南星如法炮制回到王府, 思雪和琳霄在她房门外急得团团转,看到她回来后大大松了一口气。
固若金汤的王府隔绝了外面的混乱,惨叫声时远时近, 夜色愈发浓重。
小雪偃旗息鼓, 天边泛起一抹鱼肚白,何琰羽衣衫褴褛的回到王府。
梳洗完毕, 他声情并茂的跟她聊起了他做后勤的苦日子,顺带说了逼宫事件的始末。
照王和太子都在对方身边安插了眼线,太子很早就收到了照王意图谋反的消息, 并召集安王和顾意询商议应对之策。
照王这些年努力钻营, 党羽不容小觑,事发当日必会想办法控制住整个京城, 太子将计就计,没有暗中阻挠。
亲王府兵加起来也才一万多, 菱贵妃是将门出身,照王说动了几位舅舅助他谋反,他手上才有十几万的兵力。
若想破解此局, 得前往最近的兵营调兵, 太子把兵符交给顺丘, 顺丘动身去往通州,带回大军蛰伏在城外后, 照王派去拦截他们传递消息的人马方就位。
太子再派顾意询秘密去往兵营, 照王发兵之时, 顺丘带走一半兵力去解决路上来支援照王的七万叛军,而顾意询负责领兵解决围在皇城边上的五万叛军。
皇城这边, 安王和太子为饵, 设法拖住照王, 待顺丘和顾意询降伏叛军,照王一干人等连宫门都未进,就成了那瓮中之鳖。

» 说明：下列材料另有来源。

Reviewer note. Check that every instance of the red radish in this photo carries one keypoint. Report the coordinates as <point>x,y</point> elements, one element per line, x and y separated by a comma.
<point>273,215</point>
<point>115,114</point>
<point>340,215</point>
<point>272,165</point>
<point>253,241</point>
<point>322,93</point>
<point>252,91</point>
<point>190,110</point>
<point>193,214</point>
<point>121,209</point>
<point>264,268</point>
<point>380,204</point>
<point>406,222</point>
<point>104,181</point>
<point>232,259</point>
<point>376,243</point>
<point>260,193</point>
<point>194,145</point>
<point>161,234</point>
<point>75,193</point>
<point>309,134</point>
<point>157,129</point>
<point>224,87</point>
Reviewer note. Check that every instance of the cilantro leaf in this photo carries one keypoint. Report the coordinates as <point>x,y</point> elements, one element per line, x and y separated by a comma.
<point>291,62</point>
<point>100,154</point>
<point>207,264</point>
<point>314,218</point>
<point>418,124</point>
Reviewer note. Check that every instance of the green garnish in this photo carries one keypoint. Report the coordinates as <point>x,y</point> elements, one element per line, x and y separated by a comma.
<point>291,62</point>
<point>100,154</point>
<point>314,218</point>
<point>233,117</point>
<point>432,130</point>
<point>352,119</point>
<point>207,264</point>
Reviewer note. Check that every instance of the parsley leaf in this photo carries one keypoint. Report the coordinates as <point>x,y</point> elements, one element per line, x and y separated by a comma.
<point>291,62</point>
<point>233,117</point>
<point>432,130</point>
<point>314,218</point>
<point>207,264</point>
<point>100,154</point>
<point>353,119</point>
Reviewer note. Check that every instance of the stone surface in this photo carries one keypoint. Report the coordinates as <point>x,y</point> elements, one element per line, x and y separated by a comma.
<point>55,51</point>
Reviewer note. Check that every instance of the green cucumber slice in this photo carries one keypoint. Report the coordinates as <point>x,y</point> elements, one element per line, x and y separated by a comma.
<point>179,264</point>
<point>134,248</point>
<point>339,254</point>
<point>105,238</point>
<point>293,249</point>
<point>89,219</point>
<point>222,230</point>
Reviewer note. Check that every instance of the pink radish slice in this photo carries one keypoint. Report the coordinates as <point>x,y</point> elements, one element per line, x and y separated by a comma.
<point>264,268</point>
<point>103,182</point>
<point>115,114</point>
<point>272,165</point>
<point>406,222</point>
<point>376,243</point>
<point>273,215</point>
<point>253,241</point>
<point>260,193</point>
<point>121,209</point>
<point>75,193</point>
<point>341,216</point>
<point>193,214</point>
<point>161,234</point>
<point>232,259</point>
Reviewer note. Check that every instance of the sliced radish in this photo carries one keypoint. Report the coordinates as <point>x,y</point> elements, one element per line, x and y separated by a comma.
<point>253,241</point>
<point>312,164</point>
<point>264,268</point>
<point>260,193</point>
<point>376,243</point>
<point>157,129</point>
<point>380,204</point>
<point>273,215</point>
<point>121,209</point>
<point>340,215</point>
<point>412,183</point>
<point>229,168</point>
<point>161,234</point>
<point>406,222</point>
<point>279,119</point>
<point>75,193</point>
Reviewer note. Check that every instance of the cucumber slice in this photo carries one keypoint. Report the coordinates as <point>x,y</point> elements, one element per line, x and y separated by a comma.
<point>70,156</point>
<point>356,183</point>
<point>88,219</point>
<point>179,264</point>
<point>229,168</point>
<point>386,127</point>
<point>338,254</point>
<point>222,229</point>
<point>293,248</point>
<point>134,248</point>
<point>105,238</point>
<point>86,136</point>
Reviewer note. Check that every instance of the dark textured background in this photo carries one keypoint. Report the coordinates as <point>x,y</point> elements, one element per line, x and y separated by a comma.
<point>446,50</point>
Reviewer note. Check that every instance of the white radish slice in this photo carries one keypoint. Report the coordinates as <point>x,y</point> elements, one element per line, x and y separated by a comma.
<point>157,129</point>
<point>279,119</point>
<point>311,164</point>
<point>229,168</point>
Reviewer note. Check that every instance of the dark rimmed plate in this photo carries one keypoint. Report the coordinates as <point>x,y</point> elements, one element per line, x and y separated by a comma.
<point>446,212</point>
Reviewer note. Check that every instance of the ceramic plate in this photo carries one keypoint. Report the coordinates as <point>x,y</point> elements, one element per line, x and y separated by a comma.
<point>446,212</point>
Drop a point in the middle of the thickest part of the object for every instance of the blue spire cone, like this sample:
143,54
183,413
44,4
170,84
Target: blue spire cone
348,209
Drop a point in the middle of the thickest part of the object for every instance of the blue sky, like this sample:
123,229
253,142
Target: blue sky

好笑的是,十二皇子知道自己争不过两个哥哥就歇了夺位之心,头先他作壁上观,两不相帮,后来见大局已定便想下场分一杯羹,名其名曰“弟弟想助七哥一臂之力”。
然而兵营调度等一应事务上有顺丘,押运粮草有五皇子诚王,其他琐事有顾意询,他怎么也插不进去,只能怏怏龟缩。
每每想起十二皇子拂袖而去的难看脸色,何琰羽就想发笑,谁让他派人刺杀过他们殿下,活该!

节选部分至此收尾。